X-rays—we need x-rays!  The official science technology will authorize the pathologization of my pigeon-toedness.  Was there Latin terminology to name my pending diagnosis?  Certainly there is!  According to the U.S. National Library of Medicine and the National Institutes of Health (very authoritative and all-knowing, omniscient institutions of knowledge production), Metatarsus adductus (MTA) is a foot deformity: the bones in the front half of the foot bend or turn in toward the body.  Deformity? According to my dear friend Merriam-Webster, deformity means: imperfection, blemish: as A) a physical blemish or distortion: disfigurement, and/or B) a moral or aesthetic flaw or defect.  The language at hand reflects how the medical model negatively classifies nonnormative bodies as unfit, defective, or abnormal.  Bodily variations that do not meet standard ableist criteria are viewed as having something intrinsically wrong them that need to be cured.  And yet, the transparent knowledge of x-rays will report my MTA to be more “severe” than this standardized definition suggests.

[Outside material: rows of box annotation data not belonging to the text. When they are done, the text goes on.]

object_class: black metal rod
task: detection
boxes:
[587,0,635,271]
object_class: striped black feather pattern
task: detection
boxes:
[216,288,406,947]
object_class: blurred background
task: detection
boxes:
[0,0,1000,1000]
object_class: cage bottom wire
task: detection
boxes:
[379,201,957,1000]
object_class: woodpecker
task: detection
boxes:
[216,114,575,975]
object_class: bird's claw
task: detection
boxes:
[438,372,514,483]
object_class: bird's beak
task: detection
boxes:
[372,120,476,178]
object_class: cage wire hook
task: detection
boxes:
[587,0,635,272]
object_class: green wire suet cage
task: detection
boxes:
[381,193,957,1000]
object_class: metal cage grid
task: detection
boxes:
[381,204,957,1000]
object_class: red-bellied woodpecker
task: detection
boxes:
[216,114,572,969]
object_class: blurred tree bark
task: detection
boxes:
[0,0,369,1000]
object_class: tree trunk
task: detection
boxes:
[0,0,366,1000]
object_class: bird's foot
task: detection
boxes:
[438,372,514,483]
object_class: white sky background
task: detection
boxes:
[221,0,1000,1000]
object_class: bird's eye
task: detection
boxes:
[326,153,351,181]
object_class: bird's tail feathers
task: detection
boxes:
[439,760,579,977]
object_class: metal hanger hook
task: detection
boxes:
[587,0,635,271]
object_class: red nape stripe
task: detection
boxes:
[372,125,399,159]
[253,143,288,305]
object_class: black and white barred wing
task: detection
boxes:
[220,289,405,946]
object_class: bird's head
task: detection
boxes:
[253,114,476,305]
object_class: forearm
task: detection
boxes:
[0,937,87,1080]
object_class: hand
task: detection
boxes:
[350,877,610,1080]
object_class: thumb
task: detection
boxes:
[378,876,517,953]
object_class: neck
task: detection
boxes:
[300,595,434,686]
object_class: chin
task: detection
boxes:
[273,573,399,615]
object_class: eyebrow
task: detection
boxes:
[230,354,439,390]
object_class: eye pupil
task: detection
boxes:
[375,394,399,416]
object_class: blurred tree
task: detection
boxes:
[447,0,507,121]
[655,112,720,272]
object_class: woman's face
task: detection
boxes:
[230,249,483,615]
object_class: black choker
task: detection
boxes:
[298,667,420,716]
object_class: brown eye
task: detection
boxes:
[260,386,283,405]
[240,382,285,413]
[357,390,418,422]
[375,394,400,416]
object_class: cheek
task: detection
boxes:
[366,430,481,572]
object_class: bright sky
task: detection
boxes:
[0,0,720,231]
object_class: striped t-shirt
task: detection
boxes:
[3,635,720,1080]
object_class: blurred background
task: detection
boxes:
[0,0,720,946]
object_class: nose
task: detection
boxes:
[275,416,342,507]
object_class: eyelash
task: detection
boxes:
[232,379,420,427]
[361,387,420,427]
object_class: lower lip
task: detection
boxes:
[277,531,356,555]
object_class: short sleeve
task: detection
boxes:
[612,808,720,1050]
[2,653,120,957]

The nurse practitioner leads me through the maze of hallways to what appears like a series of dressing rooms in a department store.  She slides a curtain open and invites me to step inside.  Her instructions: strip naked, put your clothes in the cubby, and wrap the gown around your body.  Am I complicit in the medicalization of my beloved pigeon-toed legs?  At age ten, I’m only doing what my mother says is best, and what the nurses officially know how to do.  Besides, seeing my own bones against the bright x-ray screen is fascinating and surreal.

Diagnosis: pigeon-toed from the hip down.  Whereas MTA is commonly in the feet and ankles, my legs are entirely turned inward from top to bottom.  First opinion: corrective surgery at the ankles.  This should fix the appearance of walking “normal.”

“So my legs would be turned inward but my feet would be turned outward?” I ask, slightly panicked.

“Yes,” the surgeon replies in his German accent.  “It would be far easier, quicker, and less painful of a procedure.”  Or, you mean, more economically profitable within your capitalist cost-benefit analysis?  Less risky under the choke-hold of private insurance companies?

“But what about sports?  Would this change how fast I run?”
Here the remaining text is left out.